Tax & Trade Blog
Director Liability in Context of a “Carousel Scheme”: The Cherniak Case
Although section 323 of the Excise Tax Act imposes joint and several liability onto the corporate director for a corporation’s failure to remit GST/HST, this liability is negated if the director “exercised the degree of care, diligence and skill to prevent the failure that a reasonably prudent person would have exercised in comparable circumstances.” In order to establish this due diligence defence, a director has to meet a fairly high threshold according to current jurisprudence. The recent decision of Cherniak (2015 TCC 53), suggests that this defence will be very difficult to meet where the corporation assessed was involved in “artificial” transactions.
On the facts of the case, the Appellant was the sole director of a corporation, GMC Distribution Ltd. (“GMC”), which was alleged by CRA to be part of a so-called “carousel scheme” where “GST is drawn out of the system on the basis of fictitious export sales of zero-rated supplies that allow the exporter-seller to receive large refunds in connection with tax that was never remitted in the first instance”. Specifically, GMC purportedly purchased computer parts from a supplier, and sold them with a 0.25% mark-up to other companies for eventual export. The parts were said to be eventually purchased using funds from an off-shore bank account, while the proceeds of the sales also ended up in an off-shore account (presumably, completing the carousel).
CRA assessed GMC for over $3.5 million in net tax arrears, plus interest and penalty, primarily arising out of denied ITCs claimed with respect to GMC's purchases. The appeal of that assessment was eventually dismissed by the TCC after some procedural quarrels and the Appellant was assessed under the s. 323 ETA director’s liability provisions. In his defence, the Appellant argued that (1) the underlying assessment was wrong because GMC was legitimately entitled to ITCs in respect of its purchases; and (2) he exercised the degree of care, diligence and skill to prevent the failure that a reasonably prudent person would have exercised in comparable circumstances pursuant to section 323(3) of the ETA such that director’s liability is negated.
The TCC found that the Appellant’s testimony was neither reliable nor credible, such that the Appellant left the impression that he was deliberately trying to mask his complicity in the carousel scheme. It held that GMC’s purchase and sale transactions were both fictitious, such that it was not entitled to ITCs in respect of its purchases, yet it still had to remit GST that it had collected on the artificial sales pursuant to section 222 of the ETA.

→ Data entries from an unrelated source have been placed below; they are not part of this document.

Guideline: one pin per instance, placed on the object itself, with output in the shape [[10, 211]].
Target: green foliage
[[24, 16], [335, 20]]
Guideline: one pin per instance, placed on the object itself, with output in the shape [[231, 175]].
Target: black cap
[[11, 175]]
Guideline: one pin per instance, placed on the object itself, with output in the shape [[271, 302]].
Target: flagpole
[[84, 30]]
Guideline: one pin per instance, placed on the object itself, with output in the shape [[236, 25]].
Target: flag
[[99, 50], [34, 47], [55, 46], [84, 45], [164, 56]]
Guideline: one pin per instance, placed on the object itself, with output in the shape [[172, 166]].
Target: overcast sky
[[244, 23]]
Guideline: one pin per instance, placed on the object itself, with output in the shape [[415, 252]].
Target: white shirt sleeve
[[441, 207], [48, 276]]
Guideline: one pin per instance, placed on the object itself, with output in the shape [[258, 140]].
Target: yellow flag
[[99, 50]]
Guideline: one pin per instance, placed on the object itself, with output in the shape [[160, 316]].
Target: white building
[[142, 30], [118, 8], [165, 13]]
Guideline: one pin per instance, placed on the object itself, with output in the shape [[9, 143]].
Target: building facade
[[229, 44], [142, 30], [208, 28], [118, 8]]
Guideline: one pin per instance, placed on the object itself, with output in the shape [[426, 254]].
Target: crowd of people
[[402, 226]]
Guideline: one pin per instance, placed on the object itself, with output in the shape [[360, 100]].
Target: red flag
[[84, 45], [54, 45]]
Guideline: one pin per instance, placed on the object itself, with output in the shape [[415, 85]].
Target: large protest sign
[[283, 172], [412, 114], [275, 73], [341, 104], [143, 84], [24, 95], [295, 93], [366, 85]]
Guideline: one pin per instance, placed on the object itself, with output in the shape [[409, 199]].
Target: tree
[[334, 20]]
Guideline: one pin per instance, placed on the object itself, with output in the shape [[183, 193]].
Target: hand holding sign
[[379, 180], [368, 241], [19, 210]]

With respect to the due diligence defence, the TCC disagreed with the Appellant that blame should be restricted solely to another individual involved in the scheme. It applied the objective standard of due diligence in denying the Appellant’s defence. Not only was the Appellant not duly diligent, but he was considered an “active participant” in the scheme.
Certainly, in the context of an allegedly fraudulent scheme, where evidence suggests that the Appellant was anything more than a dupe, it is highly unlikely that the Appellant will have any hope of establishing a due diligence defence. If the facts of the case were different such that the Appellant was duped and under the impression that the transactions were legitimate, the Appellant may have had an argument that the underlying assessment was wrong based on the recent decisions by the TCC and FCA in Salaison Lévesque (2014 TCC 36; 2014 CAF 296). In particular it could have been argued that he was entitled to ITCs despite the supplier’s commission of fraud; although, the fact that no supply appears to have been made at all, would likely still have been fatal.
This case also serves as a rare example of where the application of the objective standard in the context of a due diligence defence might have actually assisted the Appellant (as he was a Certified Management Accountant, which might have implied that he would have had a higher subjective standard to live up to in respect of tax obligations). Nevertheless, in the context of the evidence as outlined in the decision, the Appellant clearly did not have a legal leg to stand on.